In May 2000, the company announced that it would use a solution from dChain Commerce to establish an online marketplace called SMA Link. The e-marketplace allows SMA's dealers to place orders over the Internet and to establish their own online storefronts to sell directly to their own customers. The net effect has been to expand the catalog offerings available to SMA customers by large numbers.

More importantly, SMA can designate which items it will ship out of its own inventory and which orders it will redirect to its suppliers for fulfillment.
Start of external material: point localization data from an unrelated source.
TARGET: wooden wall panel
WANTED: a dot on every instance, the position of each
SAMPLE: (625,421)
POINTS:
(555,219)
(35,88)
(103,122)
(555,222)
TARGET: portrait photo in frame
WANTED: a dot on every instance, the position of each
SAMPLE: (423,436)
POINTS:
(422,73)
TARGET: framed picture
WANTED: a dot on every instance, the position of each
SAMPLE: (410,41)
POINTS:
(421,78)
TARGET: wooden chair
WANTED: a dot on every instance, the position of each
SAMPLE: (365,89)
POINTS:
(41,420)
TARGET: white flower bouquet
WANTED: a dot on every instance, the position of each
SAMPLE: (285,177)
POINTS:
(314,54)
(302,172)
SMA can also elect to use what dChain refers to as the sell-source-ship-ship (S4) model, under which the suppliers ship orders to SMA for subsequent reshipment to the customers.

Because SMA is linked electronically with the back-end systems of its suppliers, to the customer, the whole process is transparent. This means that a customer can go through the SMA Link site to place or track an order without realizing whether the supplier or SMA is handling the products.

While the S3 model is new to the company, S4 is simply an Internet-enabled version of how distributors, such as SMA, have always worked and allows them to fulfill the traditional role of the distributor. The distributor does play a viable role in the supply chain process in terms of having a relationship with the people who use the parts, says Michael Rainey, vice president of research and development at dChain Commerce. There needs to be a person in the middle who caches the supplies that are needed for quick delivery, that has those relationships [with customers] and can handle returns, that deals with the credit issues of those individual dealers, and that can insulate the manufacturers and major suppliers from those types of issues.